Tuesday, January 16, 2007

World Mix Tape Vol. V


Dada Swing - Oversize

Boredoms - Synthesizer Guide Book on Fire


Manu Chao - La Chinita

Transmissions From Wintermute
’s week of volcanic blog-tivity continues with the 5th installment of the ohmygodimmike world mix tape (thanks to OMGIMike’s kind willingness to extend tape mixing duties to his co-bloggers). Put them all together on one CD (along with Laz’s hopefully upcoming contribution) and be the hit of the bakesale!

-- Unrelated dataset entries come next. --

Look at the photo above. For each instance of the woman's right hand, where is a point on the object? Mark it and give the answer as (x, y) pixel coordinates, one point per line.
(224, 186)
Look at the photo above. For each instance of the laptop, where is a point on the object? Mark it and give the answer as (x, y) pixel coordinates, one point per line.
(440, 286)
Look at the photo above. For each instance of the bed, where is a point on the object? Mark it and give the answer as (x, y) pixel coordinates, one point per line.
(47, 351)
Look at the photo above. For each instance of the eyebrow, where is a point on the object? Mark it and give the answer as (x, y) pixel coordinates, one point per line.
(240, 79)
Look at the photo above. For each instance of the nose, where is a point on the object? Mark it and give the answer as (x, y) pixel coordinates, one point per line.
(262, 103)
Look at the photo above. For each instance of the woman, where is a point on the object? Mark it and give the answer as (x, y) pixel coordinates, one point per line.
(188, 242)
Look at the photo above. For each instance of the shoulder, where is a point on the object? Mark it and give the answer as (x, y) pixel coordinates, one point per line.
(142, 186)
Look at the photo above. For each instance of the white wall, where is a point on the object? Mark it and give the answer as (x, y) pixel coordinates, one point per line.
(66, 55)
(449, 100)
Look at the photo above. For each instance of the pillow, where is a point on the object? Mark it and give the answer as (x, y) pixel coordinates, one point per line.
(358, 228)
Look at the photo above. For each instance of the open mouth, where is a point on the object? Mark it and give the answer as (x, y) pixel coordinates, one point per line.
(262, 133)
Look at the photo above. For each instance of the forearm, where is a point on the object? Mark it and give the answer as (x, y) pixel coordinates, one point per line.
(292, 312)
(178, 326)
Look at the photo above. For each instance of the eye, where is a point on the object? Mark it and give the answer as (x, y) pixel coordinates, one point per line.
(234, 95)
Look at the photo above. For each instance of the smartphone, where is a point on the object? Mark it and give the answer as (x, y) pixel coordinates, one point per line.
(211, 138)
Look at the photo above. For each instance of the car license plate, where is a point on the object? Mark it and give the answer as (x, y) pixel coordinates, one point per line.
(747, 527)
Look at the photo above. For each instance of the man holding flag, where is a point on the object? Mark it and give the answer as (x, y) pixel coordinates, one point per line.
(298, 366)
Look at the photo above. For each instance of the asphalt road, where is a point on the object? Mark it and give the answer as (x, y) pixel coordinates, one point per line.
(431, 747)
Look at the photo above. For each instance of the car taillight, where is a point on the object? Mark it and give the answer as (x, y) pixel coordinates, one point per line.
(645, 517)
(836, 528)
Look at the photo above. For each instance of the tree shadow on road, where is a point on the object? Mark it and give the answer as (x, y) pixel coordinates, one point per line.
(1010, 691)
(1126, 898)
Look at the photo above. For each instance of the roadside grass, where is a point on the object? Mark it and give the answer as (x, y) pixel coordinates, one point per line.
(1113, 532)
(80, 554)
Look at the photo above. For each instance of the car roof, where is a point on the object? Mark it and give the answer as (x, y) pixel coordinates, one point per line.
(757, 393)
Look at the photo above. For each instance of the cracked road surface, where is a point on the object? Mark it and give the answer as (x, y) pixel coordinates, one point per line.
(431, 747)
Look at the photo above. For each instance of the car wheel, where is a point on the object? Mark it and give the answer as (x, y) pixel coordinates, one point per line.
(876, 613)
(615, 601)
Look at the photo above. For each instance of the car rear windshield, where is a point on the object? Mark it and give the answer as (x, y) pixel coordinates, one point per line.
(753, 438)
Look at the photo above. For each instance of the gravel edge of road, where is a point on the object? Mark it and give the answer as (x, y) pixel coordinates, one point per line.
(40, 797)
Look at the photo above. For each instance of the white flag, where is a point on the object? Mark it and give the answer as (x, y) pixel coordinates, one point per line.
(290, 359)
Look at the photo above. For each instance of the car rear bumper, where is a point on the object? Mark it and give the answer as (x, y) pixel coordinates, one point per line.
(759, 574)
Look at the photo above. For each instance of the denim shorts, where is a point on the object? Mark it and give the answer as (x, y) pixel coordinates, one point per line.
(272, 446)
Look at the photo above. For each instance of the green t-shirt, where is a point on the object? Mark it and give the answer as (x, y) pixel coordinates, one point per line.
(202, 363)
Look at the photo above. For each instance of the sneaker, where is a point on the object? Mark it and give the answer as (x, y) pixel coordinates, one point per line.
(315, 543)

The first track is by Italian “yes” wave post-punkers Dada Swing, who describe their sound as "italiano-"yes"wave-electro-punk-pop-twitch-attack!" I love the idea that nowave and noise rock doesn’t have to be gloomy or negative, but can in fact be cheerful, even cute, without sacrificing any of its disturbing or confrontational sound or sonic experimentation. According to them, “They don't wanna learn to play music correctly even if, by playing, it gets harder and harder not to learn. They did it. Till today!”

Dada Swing recently finished recording their new album Grand Hotel, and are currently looking for a label to distribute it. Oversize is off an Art Rocker compilation, but you can listen to tracks off their first LP Cut, Cut, Cut... and their two most recent splits on their myspace page.

The next track is by one of my all time favorite bands, Japan’s Boredoms. They’ve changed their sound a lot over the 2+ decades since their formation (and have pioneered a sound that was from the beginning pretty impossible to nail down), but this song is one of the more, er, relaxed cuts from the 1995 album Chocolate Synthesizer. I’m not gonna say any more about them because there’s a fuckload of stuff on Boredoms out there in the vast stretches of the intra-net, written by people far more knowledgeable than me. For example, This Site, which is a good place to start mainly because it has links to a zillion other Boredoms’ sites.

The 3rd and final track is by politically minded songwriter Manu Chao, who currently resides in Paris (but as a general nomad, born to Spanish parents, has spent time all over the globe, bringing many diverse cultural and geographic sounds into his music and singing in French, Spanish, Arabic, Galician, Portuguese, English, and Wolof, sometimes within the same song). This is a lovely little track off of 2001’s Proxima Estacion: Esperanza, the follow up to his solo debut Clandestino.